Kelly Marie Tran, the trailblazing Asian-American actress, endured an outpouring of hate following the debut of “The Last Jedi,” her first entry in the “Star Wars” franchise. And an October report suggests that Russia had a part in it.
Morten Bay, now a research fellow at the USC Annenberg School for Communication and Journalism, examined how political influence has permeated pop culture, specifically looking at the tweets around “The Last Jedi.”
Bay found that almost 51 percent of the negative tweets he studied, including those attacking Tran, were “politically motivated or not even human.”
The researcher looked at 967 posts tweeted at “The Last Jedi” director Rian Johnson, each from a separate account, and found 206 expressing negative sentiments. Within that sample, Bay found 44 accounts that appeared to be bots, sock puppets or trolls ― and 16 that appeared to be specifically Russian trolls. Another 61 accounts had clear political agendas in their tweets against the film.
Bay concluded that the Russian trolls sought to “weaponize Star Wars criticism as an instrument of information warfare with the purpose of pushing for political change” while the “right-wing fans” were advocating a conservative agenda. For some of the latter, he wrote, “it is a pushback against what they perceive as a feminist/social justice onslaught.”
“Based on the findings in the present study, it is not fair to generalize and paint all of the The Last Jedi detractors as alt-right activists, racists or misogynists,” Bay wrote. “However, the findings ... show that a majority of the negatively-poised users included in the study do express such sentiments, either in The Last Jedi-related tweets or in other tweets on their accounts.”
He noted that Tran had eventually pulled back from social media over what she characterized as online harassment aimed at her and her role in “The Last Jedi.”
As hype around the 2017 film grew, Tran, who played resistance fighter Rose Tico, became the target of many racist and sexist attacks that didn’t remain solely within the confines of Twitter. The Rose Tico page on the “Star Wars”-focused Wookiepedia website, for instance, was doctored to describe the character in alarmingly racist and offensive terms.

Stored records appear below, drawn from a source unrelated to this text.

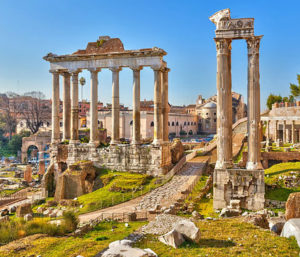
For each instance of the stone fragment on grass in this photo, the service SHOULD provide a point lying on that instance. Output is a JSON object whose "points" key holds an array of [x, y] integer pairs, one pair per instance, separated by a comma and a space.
{"points": [[292, 228], [293, 206], [172, 238], [189, 230], [28, 217]]}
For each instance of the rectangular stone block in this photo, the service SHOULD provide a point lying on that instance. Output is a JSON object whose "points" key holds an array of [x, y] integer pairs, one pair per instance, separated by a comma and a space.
{"points": [[239, 184]]}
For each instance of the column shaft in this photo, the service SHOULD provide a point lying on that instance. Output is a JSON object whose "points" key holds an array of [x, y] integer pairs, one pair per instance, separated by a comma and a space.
{"points": [[94, 107], [66, 107], [115, 137], [293, 132], [136, 112], [253, 104], [276, 130], [268, 132], [74, 108], [55, 138], [224, 104], [284, 132], [165, 106], [157, 137]]}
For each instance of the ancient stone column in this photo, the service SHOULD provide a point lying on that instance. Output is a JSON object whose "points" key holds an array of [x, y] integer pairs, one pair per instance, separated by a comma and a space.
{"points": [[253, 103], [94, 138], [293, 132], [136, 112], [157, 137], [284, 132], [66, 107], [165, 105], [115, 134], [74, 108], [276, 131], [268, 132], [55, 137], [224, 104]]}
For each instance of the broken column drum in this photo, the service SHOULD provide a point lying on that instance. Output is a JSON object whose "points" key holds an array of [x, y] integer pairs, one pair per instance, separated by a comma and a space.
{"points": [[246, 185]]}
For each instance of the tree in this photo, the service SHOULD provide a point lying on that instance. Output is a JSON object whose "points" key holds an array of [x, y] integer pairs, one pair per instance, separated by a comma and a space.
{"points": [[295, 89], [34, 110]]}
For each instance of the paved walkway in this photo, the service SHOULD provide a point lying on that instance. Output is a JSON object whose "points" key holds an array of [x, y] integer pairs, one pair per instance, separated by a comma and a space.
{"points": [[164, 195]]}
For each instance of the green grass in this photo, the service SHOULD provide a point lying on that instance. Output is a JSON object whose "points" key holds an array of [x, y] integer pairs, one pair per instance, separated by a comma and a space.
{"points": [[88, 245], [272, 178], [205, 205], [118, 187], [227, 237], [17, 228]]}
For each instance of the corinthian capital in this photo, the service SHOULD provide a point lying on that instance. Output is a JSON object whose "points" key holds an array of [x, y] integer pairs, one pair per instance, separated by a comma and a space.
{"points": [[223, 45], [253, 44]]}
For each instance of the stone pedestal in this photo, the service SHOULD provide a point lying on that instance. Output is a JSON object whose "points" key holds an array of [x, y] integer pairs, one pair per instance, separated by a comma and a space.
{"points": [[248, 186]]}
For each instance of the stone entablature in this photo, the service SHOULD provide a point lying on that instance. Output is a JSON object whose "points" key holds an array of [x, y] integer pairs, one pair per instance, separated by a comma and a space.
{"points": [[229, 184], [232, 28], [149, 159]]}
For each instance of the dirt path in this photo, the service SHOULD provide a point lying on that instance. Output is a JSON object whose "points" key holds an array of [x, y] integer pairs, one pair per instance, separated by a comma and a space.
{"points": [[164, 195]]}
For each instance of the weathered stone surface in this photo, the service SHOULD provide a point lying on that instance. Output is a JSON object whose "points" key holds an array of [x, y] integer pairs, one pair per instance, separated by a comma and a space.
{"points": [[259, 220], [28, 174], [23, 210], [122, 248], [293, 206], [276, 224], [28, 217], [75, 181], [177, 150], [227, 212], [292, 228], [189, 230], [247, 185], [172, 238]]}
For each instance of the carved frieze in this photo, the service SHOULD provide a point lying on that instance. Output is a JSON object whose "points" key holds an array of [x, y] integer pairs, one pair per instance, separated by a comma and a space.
{"points": [[223, 45]]}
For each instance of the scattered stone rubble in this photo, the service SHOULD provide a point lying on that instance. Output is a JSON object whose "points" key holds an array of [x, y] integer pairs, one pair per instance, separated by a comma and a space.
{"points": [[293, 206], [169, 190]]}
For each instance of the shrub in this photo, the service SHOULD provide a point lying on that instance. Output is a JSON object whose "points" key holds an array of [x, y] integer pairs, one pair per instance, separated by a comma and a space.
{"points": [[70, 221]]}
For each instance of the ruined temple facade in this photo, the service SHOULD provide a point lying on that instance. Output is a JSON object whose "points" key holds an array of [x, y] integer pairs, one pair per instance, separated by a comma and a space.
{"points": [[109, 53], [229, 183]]}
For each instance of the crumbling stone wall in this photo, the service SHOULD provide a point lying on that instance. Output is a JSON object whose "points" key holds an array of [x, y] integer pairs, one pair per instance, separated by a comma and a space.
{"points": [[77, 180]]}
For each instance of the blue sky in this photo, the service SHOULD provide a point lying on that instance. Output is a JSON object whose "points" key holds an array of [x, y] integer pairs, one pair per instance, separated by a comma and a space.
{"points": [[30, 29]]}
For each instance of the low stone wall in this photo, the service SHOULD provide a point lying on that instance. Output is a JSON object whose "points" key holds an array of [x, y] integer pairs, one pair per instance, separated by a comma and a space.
{"points": [[275, 204], [246, 185], [149, 159], [267, 157]]}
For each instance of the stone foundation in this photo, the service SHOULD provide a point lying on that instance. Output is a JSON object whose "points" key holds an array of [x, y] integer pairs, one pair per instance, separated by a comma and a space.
{"points": [[248, 186], [149, 159]]}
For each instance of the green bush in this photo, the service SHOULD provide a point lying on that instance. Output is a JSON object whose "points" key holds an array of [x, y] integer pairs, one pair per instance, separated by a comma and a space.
{"points": [[70, 221]]}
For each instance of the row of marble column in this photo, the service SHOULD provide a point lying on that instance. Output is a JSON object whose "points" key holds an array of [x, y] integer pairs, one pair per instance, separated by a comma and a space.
{"points": [[285, 135], [224, 103], [70, 106]]}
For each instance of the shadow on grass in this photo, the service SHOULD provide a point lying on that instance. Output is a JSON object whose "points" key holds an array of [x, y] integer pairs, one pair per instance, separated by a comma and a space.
{"points": [[280, 172], [209, 243]]}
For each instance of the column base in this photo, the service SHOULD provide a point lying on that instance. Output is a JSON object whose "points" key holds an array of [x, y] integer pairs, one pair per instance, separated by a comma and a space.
{"points": [[157, 142], [74, 142], [55, 141], [115, 142], [136, 143], [94, 143], [223, 164], [254, 166]]}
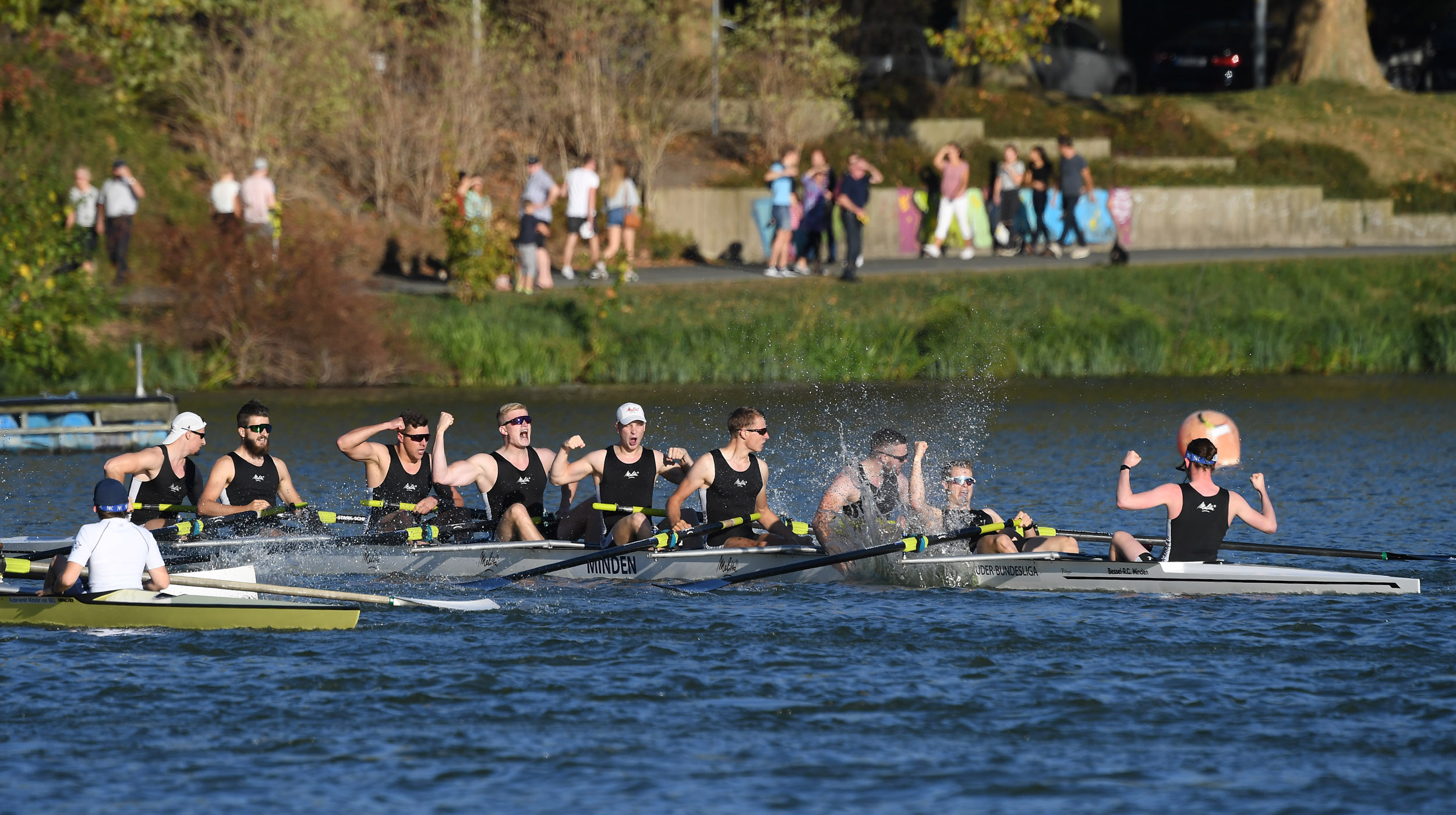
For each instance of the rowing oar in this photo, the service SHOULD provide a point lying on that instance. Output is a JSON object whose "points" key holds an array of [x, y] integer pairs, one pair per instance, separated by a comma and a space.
{"points": [[662, 539], [915, 544], [1280, 549]]}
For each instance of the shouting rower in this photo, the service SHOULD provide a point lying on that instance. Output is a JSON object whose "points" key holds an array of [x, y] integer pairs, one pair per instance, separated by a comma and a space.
{"points": [[1199, 511], [737, 482], [398, 474], [112, 549], [513, 478], [164, 474], [625, 475], [867, 492], [248, 479], [959, 479]]}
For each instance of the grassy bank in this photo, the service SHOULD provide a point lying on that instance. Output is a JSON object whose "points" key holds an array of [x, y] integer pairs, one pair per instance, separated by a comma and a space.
{"points": [[1303, 316]]}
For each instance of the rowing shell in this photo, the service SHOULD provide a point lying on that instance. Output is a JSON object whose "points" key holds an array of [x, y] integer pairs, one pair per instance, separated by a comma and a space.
{"points": [[1053, 571], [129, 609]]}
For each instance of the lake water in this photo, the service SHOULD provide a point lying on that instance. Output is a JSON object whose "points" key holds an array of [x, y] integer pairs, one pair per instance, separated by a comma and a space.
{"points": [[810, 697]]}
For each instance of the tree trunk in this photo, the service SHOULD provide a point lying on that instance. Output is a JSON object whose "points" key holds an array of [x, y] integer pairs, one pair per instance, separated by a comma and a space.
{"points": [[1330, 41]]}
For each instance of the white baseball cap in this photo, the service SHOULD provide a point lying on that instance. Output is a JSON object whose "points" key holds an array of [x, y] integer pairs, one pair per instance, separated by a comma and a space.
{"points": [[631, 412], [184, 422]]}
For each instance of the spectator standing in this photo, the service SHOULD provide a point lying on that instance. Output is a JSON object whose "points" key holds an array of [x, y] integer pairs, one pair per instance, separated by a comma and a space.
{"points": [[118, 200], [956, 200], [260, 197], [540, 193], [1075, 181], [852, 199], [581, 216], [1006, 193], [622, 218], [781, 187], [228, 207], [1038, 177], [82, 216]]}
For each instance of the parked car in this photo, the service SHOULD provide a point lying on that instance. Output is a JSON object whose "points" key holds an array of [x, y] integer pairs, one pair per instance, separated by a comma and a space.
{"points": [[1216, 56], [1079, 63]]}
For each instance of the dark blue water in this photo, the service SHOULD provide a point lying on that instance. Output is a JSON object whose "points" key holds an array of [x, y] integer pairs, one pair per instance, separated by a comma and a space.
{"points": [[816, 699]]}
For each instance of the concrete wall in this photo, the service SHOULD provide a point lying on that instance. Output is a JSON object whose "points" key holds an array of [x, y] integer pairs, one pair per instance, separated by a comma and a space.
{"points": [[1164, 217]]}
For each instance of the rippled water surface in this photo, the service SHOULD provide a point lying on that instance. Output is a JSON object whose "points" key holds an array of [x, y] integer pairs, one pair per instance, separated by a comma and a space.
{"points": [[612, 697]]}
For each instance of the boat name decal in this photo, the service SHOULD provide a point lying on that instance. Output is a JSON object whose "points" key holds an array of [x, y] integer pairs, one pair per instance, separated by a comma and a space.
{"points": [[619, 565]]}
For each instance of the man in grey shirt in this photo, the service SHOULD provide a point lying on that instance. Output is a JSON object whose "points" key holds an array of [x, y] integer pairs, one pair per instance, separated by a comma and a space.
{"points": [[540, 191], [118, 202]]}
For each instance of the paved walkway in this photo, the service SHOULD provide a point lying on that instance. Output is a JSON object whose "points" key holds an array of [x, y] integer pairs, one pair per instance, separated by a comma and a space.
{"points": [[724, 273]]}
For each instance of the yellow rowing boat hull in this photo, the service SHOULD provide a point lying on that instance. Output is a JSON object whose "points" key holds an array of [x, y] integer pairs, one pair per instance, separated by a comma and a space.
{"points": [[136, 609]]}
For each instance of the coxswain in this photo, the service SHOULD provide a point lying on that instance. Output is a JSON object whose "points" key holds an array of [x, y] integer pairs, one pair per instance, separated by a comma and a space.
{"points": [[400, 474], [736, 482], [248, 479], [114, 551], [513, 478], [870, 492], [1199, 511], [164, 474], [625, 475], [959, 479]]}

“Ching Chong Wing Tong is a dumbass fucking character Disney made and is stupid, autistic, and retarded love interest for Finn,” the page read. “She better die in the coma because she is a dumbass bitch.”
After months of attacks, Tran scrubbed her Instagram page in June. She later addressed her decision in a piece for The New York Times.
“It wasn’t their words, it’s that I started to believe them,” Tran wrote in August. “Their words seemed to confirm what growing up as a woman and a person of color already taught me: that I belonged in margins and spaces, valid only as a minor character in their lives and stories.”
But Tran also wrote that she was “not giving up” and that she understands the significance of her casting in the “Star Wars” franchise.
“You might know me as Kelly. I am the first woman of color to have a leading role in a ‘Star Wars’ movie,” she wrote. “I am the first Asian woman to appear on the cover of Vanity Fair. My real name is Loan. And I am just getting started.”